Изменить размер шрифта - +
Положение осложнялось тем, что хозяин Эузебио, мэтр Агостини, сопровождал своего клерка. Кто начал первым? Может быть, жених ухмыльнулся, узнав карабинера? Или Амедео каким-то образом спровоцировал Таламани? Во всяком случае, они обменялись несколькими далеко не приветливыми словами, а вслед за тем вцепились друг в друга. Дон Изидоро, который хотел было защитить своего клерка, гораздо более слабого, чем его противник, получил такой удар по носу, что у него искры из глаз посыпались, и он свалился на землю. Разъяренный и напуганный, он бросился домой на поиски какого-нибудь оружия. Тем временем Амедео Россатти, забыв от ревности, что его роль в Фолиньяцаро заключается в том, чтобы поддерживать порядок, а не нарушать его, беспощадно колотил несчастного Эузебио, который не замедлил потерять сознание.

 

Вид Тимолеоне Рицотто, лежавшего на спине у себя в постели, не мог не привести в замешательство любого наблюдателя. В профиль он походил на горную цепь, где вершины чередовались с впадинами; самой высокой точкой был его живот; под белоснежными простынями он напоминал японское изображение покрытых снегом гор, служащих фоном для тончайших рисунков. Как все люди, чья совесть чиста, начальник карабинеров спал сном младенца. Могучий храп, который был слышен далеко вокруг и в безлунные ночи служил путеводной звездой для возвращающихся домой соседей, звучал как виртуозный музыкальный пассаж с неожиданными модуляциями. Лицо спящего толстяка казалось более молодым, благодаря доверчивой улыбке, игравшей на его устах. Ему снилось, что, приглашенный в Болонью, он председательствует на конкурсе знаменитейших поваров полуострова, которые один за другим почтительно просят его отведать приготовленные ими изысканные кушанья.

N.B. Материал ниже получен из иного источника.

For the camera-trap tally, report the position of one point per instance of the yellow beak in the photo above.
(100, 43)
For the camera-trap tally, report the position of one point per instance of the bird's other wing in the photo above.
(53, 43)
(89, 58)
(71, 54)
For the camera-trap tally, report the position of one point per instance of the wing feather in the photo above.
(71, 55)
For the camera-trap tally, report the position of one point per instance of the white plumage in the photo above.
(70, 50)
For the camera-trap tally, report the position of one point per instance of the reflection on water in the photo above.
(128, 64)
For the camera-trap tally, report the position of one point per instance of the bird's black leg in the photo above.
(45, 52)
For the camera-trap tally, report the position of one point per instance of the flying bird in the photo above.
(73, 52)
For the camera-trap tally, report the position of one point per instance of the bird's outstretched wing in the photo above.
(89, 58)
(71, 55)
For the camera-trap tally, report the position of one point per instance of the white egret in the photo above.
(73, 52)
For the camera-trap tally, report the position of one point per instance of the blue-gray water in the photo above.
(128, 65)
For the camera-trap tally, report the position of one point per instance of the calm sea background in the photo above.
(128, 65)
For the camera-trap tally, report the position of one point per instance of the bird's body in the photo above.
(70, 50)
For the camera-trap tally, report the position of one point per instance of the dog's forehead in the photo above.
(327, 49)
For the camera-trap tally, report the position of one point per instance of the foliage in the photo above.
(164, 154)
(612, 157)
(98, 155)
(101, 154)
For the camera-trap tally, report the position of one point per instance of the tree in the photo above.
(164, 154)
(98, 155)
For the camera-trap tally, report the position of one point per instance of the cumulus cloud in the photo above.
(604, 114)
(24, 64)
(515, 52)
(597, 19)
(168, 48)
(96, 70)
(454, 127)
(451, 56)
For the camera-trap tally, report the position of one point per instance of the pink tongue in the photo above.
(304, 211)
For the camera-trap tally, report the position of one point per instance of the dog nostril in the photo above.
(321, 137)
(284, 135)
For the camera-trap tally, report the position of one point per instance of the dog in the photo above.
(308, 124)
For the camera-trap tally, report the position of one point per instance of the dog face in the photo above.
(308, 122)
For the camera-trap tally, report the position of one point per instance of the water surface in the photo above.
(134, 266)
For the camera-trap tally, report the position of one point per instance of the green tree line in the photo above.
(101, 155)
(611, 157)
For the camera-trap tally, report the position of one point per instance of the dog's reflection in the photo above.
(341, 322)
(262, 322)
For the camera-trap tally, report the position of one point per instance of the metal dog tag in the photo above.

Тимолеоне пробовал — во сне — необыкновенно нежный соус, как вдруг все печи чудесной кухни взорвались одновременно с оглушительным грохотом. Разбуженный этой катастрофой, Рицотто сел на постели, пришел в себя и понял, что он находится дома и что какой-то сукин сын колотит, как безумный, по входной двери. Бросив взгляд на часы, начальник карабинеров увидел, что нет еще и полуночи. Он возмущенно завопил:

— Подожди минуту, оглашенный!

Но шум не прекратился. Тимолеоне выругался сквозь зубы и, опустив ноги на пол, проклял бесцеремонного субъекта, прервавшего самый восхитительный сон в его жизни. Прежде всего он сунул ноги в комнатные туфли, потом, так как он спал в ночной сорочке, натянул, пыхтя, свои брюки. С подтяжками не удалось сразу справиться, и пока он с ними возился, он все время повторял про себя, что если стучит какой-нибудь пьянчужка, то он обязательно запрет его в единственной камере жандармерии.

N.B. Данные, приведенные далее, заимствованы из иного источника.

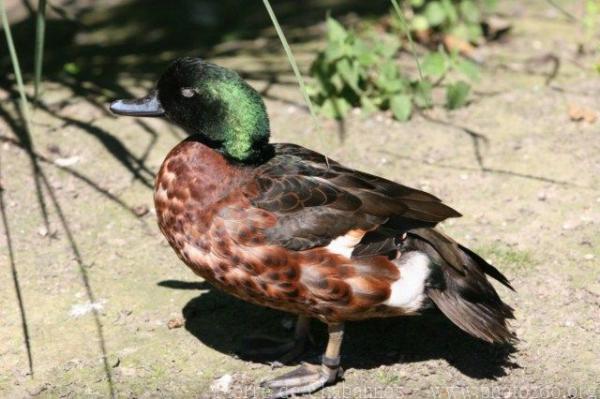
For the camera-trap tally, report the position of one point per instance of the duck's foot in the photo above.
(284, 351)
(307, 378)
(310, 378)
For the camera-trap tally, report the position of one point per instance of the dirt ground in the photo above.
(94, 303)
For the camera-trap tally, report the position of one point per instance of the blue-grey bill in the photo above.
(146, 106)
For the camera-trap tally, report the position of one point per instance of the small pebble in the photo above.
(140, 210)
(175, 322)
(222, 384)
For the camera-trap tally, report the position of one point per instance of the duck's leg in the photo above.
(310, 378)
(261, 347)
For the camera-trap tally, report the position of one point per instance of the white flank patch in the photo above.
(408, 292)
(222, 384)
(344, 245)
(81, 309)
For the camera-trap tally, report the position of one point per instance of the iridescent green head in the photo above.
(210, 101)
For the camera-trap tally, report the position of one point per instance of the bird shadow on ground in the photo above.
(221, 322)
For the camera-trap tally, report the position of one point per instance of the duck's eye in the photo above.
(187, 92)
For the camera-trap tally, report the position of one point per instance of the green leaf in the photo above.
(489, 5)
(434, 65)
(460, 31)
(71, 68)
(422, 94)
(367, 106)
(469, 11)
(335, 31)
(349, 73)
(363, 53)
(419, 23)
(457, 94)
(334, 51)
(467, 68)
(401, 107)
(435, 14)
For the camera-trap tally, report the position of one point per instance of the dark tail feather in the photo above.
(459, 286)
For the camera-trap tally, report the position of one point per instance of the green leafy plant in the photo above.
(363, 72)
(460, 18)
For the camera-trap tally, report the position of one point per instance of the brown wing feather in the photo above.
(317, 200)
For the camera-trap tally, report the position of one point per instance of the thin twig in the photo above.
(40, 30)
(292, 60)
(15, 63)
(413, 49)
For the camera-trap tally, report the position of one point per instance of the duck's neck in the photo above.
(241, 123)
(195, 172)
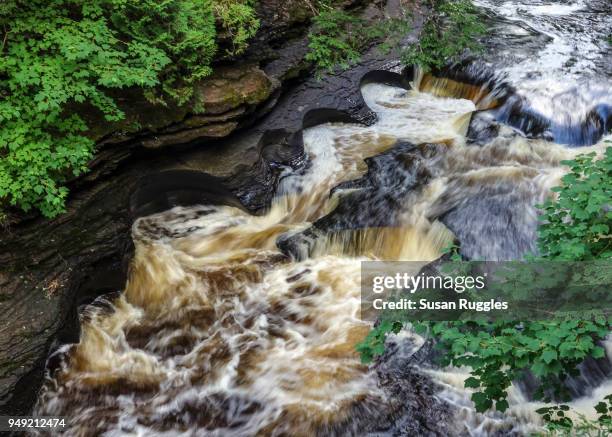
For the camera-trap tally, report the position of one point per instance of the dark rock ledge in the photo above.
(248, 128)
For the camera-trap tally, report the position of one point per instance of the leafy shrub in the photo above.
(575, 226)
(57, 56)
(338, 37)
(238, 19)
(452, 28)
(559, 423)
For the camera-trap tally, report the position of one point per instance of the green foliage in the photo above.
(336, 40)
(238, 19)
(58, 57)
(374, 344)
(576, 226)
(559, 422)
(452, 28)
(500, 352)
(338, 37)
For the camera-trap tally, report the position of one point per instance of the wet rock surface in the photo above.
(50, 268)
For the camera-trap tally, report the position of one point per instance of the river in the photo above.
(218, 333)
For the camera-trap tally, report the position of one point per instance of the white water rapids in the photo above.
(217, 333)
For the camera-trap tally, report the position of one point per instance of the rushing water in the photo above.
(218, 333)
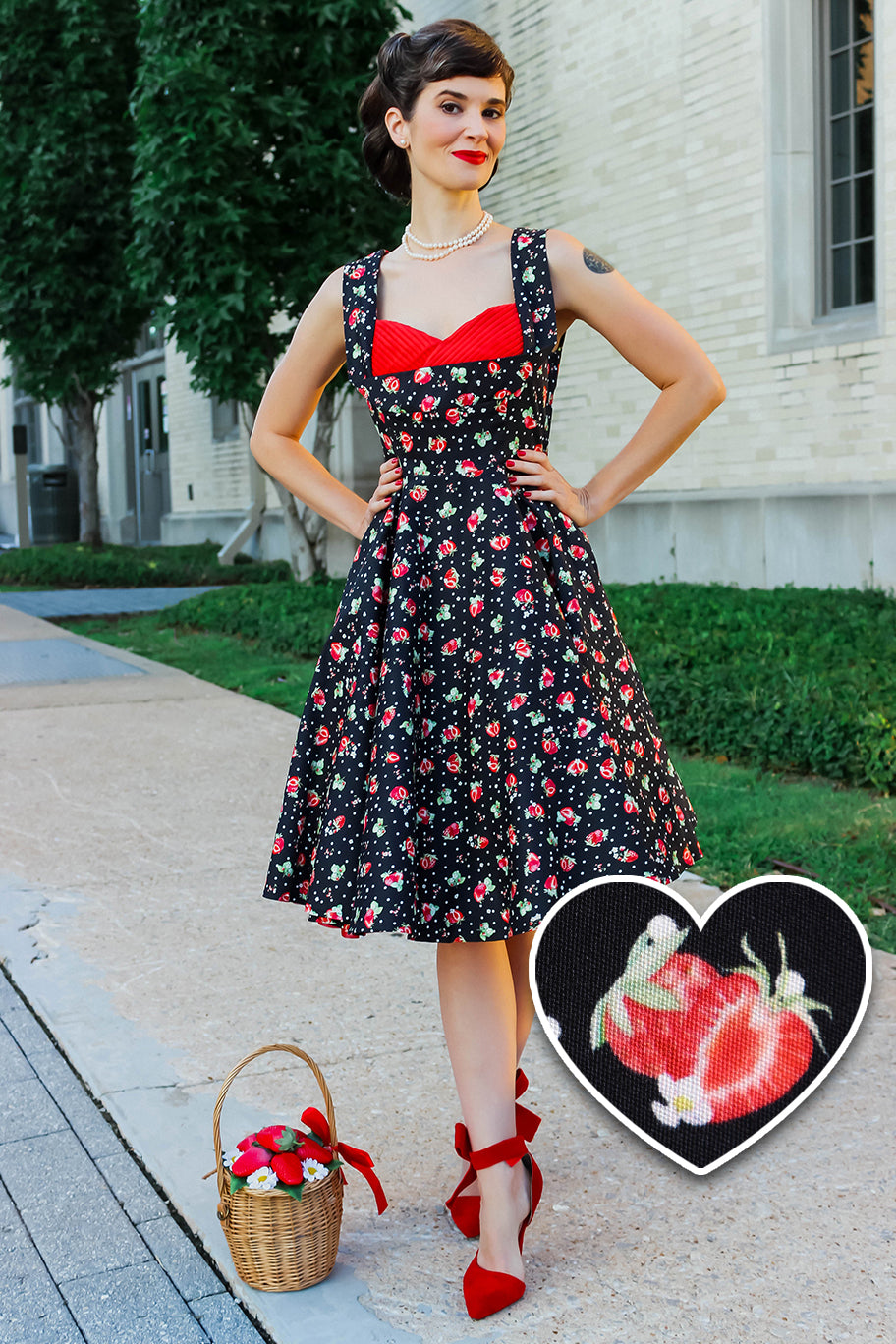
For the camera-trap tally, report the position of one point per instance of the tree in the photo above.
(251, 186)
(68, 308)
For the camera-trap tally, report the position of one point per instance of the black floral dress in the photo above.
(476, 740)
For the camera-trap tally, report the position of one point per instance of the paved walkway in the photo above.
(61, 602)
(136, 818)
(88, 1252)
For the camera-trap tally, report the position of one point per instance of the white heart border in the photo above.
(701, 920)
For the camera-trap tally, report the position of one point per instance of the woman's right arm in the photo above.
(314, 357)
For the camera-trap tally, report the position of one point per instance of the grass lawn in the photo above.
(844, 836)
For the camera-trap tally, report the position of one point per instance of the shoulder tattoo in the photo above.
(596, 263)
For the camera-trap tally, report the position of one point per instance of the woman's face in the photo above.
(460, 114)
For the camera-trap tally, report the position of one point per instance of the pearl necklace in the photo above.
(446, 249)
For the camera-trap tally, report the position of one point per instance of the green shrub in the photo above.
(293, 618)
(785, 679)
(72, 565)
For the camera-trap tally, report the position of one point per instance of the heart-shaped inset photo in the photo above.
(700, 1033)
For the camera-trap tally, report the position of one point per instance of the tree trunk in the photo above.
(81, 412)
(301, 552)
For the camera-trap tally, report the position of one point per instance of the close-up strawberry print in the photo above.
(701, 1037)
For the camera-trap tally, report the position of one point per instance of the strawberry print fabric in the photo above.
(476, 738)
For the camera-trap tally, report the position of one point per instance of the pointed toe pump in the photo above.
(463, 1208)
(486, 1290)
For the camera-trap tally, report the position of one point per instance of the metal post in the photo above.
(21, 453)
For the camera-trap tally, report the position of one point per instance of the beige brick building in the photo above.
(732, 161)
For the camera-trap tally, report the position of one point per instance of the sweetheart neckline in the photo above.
(441, 340)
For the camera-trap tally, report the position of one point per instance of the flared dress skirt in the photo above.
(476, 741)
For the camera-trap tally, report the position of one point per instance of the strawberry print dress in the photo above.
(476, 741)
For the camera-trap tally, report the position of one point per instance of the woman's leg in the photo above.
(478, 999)
(518, 952)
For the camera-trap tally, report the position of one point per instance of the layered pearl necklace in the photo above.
(439, 251)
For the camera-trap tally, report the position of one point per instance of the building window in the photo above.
(28, 412)
(848, 153)
(225, 420)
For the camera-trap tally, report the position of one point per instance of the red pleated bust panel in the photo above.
(490, 335)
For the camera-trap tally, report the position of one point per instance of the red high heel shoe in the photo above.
(488, 1290)
(463, 1208)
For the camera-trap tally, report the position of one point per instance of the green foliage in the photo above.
(789, 679)
(293, 620)
(68, 310)
(842, 837)
(251, 185)
(123, 566)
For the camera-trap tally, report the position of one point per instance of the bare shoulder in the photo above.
(571, 261)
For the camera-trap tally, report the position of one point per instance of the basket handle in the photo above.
(223, 1184)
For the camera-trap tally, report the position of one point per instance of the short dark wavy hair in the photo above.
(405, 63)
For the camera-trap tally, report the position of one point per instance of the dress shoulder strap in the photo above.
(359, 314)
(533, 289)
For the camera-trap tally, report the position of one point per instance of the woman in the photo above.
(471, 749)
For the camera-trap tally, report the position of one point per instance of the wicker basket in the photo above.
(281, 1244)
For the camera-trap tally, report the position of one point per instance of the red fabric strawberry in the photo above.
(317, 1124)
(280, 1139)
(288, 1167)
(252, 1160)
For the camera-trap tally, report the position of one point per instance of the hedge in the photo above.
(785, 679)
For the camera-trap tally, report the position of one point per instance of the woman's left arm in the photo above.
(588, 288)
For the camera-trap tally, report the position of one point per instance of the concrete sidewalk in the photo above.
(88, 1249)
(136, 817)
(61, 602)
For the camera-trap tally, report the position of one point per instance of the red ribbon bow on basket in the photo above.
(357, 1157)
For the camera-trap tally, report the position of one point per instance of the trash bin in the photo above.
(53, 504)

Рот его был судорожно сжат, глаза метали молнии. По дороге он захватил огромный револьвер, намереваясь напугать до смерти нахала, посмевшего разбудить его среди ночи. Тимолеоне вышел из спальни, пересек кабинет, потом вернулся и зашел на кухню, чтобы выпить прямо из горлышка несколько глотков вина: ему хотелось полностью вернуть себе хладнокровие. После этого он направился к двери и отворил ее. Бушевавший в нем гнев сразу испарился при виде мэтра Агостини, чьи искаженные черты и дрожащие руки свидетельствовали о сильнейшем волнении.

— Наконец! Лучше поздно, чем никогда!

Начальник карабинеров был уязвлен такой несправедливостью. — Но, дон Изидоро, ведь уже почти полночь!

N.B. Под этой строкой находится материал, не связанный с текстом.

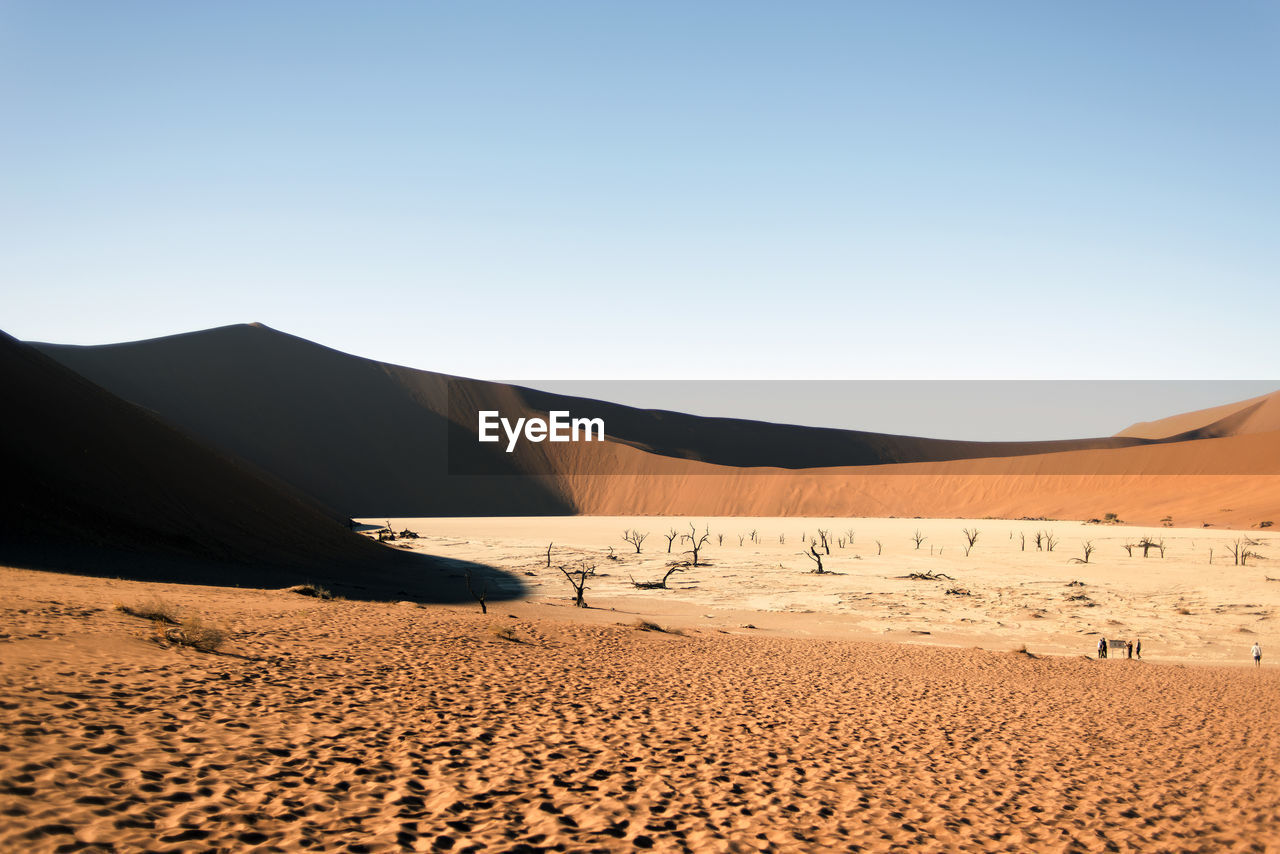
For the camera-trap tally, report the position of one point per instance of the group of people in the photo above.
(1133, 649)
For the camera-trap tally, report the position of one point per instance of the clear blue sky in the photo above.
(656, 190)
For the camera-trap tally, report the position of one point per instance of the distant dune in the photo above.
(1244, 418)
(92, 483)
(370, 438)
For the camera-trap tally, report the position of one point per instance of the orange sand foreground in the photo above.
(391, 726)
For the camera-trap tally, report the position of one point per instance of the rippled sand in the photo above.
(392, 726)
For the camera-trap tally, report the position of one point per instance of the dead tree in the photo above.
(577, 578)
(671, 538)
(659, 585)
(813, 555)
(695, 540)
(479, 596)
(1240, 551)
(824, 543)
(1087, 548)
(635, 538)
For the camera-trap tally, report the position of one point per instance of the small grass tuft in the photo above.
(311, 590)
(192, 631)
(155, 610)
(647, 625)
(506, 633)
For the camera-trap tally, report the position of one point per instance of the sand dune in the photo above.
(389, 727)
(1256, 415)
(375, 439)
(94, 484)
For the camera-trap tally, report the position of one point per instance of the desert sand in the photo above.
(1183, 607)
(364, 726)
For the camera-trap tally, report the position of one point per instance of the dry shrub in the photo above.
(645, 625)
(195, 633)
(506, 633)
(155, 610)
(310, 590)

— Ну и что ж? Я всегда думал, что карабинеры спят в полглаза.

Рицотто признался, что такой образ жизни не входит в его привычки. Нотариус слегка отстранил его и проник в дежурную часть.

— Выходит, Тимолеоне, что всех жителей Фолиньяцаро можно зарезать, а вам и дела мало? Так?

— Да что вы, синьор Агостини, никто здесь и не помышляет об убийстве своих ближних.

— В этом вы как раз ошибаетесь! Кто-то только что убил Эузебио Таламани!

Что вы говорите?

— Вы может быть оглохли? Только что убили жениха моей дочери, моего клерка Таламани.